Data, Limitations, and Recommendations
- Training Data Selection: Based on a combination of breadth and availability. See the datasheet for more details.
- Limitations: Similar to other large language models, it has issues with bias, safety, generation diversity, and hallucination.
- Recommendations: Indirect users should be aware of LLM-generated content. Users should be aware of risks and limitations and include appropriate disclaimers or blocking interfaces. Models pretrained with the LLM should have an updated model card. Users should provide feedback mechanisms.
Datasheet
- Motivation: To train Swedish large language models, a high-quality large-scale Swedish dataset was needed. Since no such dataset existed, data in Nordic and English languages were collected.

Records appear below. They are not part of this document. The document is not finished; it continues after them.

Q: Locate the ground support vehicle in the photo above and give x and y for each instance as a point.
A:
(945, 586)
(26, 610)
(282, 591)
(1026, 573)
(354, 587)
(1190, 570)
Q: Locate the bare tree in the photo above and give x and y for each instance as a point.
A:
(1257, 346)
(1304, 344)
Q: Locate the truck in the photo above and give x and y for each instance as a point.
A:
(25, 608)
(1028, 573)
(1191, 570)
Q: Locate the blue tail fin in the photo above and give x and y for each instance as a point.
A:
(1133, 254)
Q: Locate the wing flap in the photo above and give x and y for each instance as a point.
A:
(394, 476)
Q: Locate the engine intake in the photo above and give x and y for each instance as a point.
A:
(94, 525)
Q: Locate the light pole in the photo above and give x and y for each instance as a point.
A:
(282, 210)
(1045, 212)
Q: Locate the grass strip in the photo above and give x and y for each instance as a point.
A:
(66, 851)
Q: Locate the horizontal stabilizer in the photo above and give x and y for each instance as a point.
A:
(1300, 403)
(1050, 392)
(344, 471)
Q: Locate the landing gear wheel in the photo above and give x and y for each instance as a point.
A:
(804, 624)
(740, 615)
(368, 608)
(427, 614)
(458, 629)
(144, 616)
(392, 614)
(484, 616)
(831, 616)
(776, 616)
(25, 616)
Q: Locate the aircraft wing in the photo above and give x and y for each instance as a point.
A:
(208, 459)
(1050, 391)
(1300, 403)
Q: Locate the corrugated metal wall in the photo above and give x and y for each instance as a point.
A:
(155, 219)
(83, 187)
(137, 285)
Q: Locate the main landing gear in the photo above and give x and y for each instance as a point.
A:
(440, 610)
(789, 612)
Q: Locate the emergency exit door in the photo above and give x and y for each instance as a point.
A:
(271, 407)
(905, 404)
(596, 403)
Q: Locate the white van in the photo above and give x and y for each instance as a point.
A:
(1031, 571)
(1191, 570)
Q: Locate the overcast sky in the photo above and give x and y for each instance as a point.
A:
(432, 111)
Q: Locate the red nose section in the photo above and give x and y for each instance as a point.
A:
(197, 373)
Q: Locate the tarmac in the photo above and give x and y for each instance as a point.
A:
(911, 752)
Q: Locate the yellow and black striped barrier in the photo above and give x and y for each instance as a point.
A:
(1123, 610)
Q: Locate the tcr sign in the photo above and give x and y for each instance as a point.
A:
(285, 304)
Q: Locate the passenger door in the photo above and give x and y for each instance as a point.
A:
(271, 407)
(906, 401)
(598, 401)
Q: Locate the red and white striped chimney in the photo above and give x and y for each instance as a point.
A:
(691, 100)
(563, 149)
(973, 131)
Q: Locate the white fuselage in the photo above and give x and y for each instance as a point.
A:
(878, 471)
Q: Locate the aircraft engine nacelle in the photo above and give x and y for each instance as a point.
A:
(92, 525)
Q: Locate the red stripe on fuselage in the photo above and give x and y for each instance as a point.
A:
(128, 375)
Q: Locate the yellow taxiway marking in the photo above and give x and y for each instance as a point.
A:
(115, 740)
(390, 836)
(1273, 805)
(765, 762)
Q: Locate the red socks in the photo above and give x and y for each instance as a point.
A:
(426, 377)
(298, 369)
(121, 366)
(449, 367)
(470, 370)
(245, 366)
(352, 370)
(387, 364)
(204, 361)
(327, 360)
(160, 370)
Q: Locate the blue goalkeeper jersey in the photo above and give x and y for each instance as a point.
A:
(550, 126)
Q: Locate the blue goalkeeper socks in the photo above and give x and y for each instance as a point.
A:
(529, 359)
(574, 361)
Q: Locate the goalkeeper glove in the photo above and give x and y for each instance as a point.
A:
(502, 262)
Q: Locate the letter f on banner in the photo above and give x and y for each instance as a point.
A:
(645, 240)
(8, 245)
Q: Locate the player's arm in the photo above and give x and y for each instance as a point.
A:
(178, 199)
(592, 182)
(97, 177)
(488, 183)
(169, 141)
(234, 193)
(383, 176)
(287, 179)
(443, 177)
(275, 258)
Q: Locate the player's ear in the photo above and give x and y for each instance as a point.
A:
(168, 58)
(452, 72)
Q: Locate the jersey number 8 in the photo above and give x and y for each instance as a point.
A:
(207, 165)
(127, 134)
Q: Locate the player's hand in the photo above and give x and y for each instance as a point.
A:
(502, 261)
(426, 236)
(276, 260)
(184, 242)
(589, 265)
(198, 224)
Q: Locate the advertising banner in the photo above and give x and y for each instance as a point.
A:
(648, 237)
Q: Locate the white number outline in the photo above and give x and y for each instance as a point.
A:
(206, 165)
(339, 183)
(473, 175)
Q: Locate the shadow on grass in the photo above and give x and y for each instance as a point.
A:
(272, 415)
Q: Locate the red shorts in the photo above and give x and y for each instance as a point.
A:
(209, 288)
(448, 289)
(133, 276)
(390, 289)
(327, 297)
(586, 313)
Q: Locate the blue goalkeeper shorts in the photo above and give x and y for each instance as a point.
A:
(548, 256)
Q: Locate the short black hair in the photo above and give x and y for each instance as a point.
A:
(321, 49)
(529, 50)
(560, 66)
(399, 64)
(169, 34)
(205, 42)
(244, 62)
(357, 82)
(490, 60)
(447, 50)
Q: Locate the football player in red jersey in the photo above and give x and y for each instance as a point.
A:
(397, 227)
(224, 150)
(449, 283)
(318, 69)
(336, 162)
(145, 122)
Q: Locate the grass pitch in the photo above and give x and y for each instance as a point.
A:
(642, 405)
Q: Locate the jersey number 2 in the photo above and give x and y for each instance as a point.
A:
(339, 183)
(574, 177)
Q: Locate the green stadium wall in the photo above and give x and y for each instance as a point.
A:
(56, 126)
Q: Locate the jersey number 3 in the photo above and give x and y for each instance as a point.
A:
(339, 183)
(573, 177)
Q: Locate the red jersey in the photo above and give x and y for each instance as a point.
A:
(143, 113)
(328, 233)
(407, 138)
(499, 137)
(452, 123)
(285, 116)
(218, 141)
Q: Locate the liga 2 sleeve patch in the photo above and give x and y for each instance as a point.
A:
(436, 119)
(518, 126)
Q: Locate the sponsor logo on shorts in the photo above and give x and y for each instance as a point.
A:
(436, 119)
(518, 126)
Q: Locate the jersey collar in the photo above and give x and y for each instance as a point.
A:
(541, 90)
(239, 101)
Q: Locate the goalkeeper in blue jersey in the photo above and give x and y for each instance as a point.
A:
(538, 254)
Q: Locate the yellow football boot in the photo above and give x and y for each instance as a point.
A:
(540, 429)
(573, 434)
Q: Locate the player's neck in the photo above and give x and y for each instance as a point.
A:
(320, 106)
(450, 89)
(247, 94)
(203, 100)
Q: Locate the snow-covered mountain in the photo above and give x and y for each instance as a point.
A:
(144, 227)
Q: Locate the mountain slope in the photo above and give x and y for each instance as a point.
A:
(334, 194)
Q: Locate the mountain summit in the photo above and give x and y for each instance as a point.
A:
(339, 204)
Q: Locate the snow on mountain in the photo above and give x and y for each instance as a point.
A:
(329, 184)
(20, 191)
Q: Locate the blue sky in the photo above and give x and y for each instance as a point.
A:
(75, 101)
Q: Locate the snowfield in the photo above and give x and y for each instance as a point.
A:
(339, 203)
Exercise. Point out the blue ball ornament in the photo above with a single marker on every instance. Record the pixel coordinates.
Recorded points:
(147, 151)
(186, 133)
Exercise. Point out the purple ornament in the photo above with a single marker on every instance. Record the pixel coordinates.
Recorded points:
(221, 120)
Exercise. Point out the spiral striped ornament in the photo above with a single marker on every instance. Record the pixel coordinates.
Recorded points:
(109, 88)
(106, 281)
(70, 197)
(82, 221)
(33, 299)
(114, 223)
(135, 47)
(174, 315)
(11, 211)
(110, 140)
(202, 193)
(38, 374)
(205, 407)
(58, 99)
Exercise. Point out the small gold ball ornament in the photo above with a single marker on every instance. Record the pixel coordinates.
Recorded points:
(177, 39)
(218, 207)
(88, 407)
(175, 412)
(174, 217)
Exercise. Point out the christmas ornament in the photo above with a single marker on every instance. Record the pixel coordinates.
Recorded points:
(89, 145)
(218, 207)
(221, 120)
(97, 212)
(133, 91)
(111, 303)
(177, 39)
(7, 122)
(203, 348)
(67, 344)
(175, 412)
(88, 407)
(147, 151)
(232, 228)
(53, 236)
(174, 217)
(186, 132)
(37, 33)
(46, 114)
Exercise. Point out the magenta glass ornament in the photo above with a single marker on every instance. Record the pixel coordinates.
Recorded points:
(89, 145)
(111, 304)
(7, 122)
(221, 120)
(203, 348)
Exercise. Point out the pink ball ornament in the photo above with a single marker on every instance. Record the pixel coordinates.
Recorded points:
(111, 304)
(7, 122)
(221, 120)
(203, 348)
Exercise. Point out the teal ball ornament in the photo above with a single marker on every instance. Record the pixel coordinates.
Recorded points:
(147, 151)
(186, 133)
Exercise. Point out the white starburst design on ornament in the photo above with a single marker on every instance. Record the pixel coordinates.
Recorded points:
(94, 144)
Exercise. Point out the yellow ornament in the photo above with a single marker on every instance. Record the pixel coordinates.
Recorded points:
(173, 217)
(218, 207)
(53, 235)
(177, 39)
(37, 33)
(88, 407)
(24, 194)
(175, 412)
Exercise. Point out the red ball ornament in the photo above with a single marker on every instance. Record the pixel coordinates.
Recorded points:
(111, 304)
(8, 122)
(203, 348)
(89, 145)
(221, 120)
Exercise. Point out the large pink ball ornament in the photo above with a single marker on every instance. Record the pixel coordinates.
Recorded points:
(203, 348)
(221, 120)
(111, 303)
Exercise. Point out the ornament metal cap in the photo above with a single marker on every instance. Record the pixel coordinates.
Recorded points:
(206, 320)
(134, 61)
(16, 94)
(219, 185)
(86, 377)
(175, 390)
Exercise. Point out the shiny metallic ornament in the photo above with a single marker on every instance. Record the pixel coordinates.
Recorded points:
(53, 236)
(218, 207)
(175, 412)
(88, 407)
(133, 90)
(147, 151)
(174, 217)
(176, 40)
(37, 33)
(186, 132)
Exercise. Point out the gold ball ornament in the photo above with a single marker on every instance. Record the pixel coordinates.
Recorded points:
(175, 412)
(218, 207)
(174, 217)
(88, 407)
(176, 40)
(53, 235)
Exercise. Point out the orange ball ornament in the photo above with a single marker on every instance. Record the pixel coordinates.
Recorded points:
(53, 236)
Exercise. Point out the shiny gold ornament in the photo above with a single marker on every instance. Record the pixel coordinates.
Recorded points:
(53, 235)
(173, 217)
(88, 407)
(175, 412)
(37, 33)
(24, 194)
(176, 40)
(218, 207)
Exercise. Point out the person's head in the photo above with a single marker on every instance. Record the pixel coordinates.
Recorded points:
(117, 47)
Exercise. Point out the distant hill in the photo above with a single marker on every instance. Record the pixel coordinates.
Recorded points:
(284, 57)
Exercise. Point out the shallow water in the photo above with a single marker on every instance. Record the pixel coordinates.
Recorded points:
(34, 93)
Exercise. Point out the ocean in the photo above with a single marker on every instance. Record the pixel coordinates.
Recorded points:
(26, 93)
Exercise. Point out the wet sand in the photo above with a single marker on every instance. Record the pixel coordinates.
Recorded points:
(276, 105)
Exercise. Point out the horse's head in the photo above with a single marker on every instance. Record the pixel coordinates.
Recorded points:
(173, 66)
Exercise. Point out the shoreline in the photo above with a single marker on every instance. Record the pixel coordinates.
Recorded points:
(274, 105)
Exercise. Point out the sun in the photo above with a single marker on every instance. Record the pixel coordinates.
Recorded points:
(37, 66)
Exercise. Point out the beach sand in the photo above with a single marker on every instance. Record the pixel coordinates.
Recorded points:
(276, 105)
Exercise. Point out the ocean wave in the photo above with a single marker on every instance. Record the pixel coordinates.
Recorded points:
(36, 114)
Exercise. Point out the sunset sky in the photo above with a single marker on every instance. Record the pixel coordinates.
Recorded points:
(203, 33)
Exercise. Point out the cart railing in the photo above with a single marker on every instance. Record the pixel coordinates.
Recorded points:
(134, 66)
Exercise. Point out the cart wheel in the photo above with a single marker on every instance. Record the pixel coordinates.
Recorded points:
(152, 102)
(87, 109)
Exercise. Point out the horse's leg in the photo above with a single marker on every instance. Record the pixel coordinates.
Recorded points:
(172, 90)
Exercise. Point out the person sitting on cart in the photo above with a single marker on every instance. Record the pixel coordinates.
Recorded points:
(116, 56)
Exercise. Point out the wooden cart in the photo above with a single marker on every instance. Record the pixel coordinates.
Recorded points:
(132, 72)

- Creator: The NLU research group at AI Sweden, which consists of researchers and developers from AI Sweden and RISE.
- Funding: Funded by the Swedish Innovation Agency (Vinnova) through several grants, including 2019-02996 and 2022-00949.
Composition
The dataset is a filtered and deduplicated collection of textual documents categorized by language and document type, including sources from books, articles, code, conversational data, math, miscellaneous sources, and web data.
📄 License
The model is released under the LICENSE.
⚠️ Important Note
GPT-SW3 has limitations in terms of bias, safety, generation diversity, and hallucination. The model may generate inappropriate or incorrect content.
💡 Usage Tip
Indirect users should be made aware when the content they're working with is created by the LLM. Users should be aware of Risks and Limitations, and include an appropriate age disclaimer or blocking interface as necessary.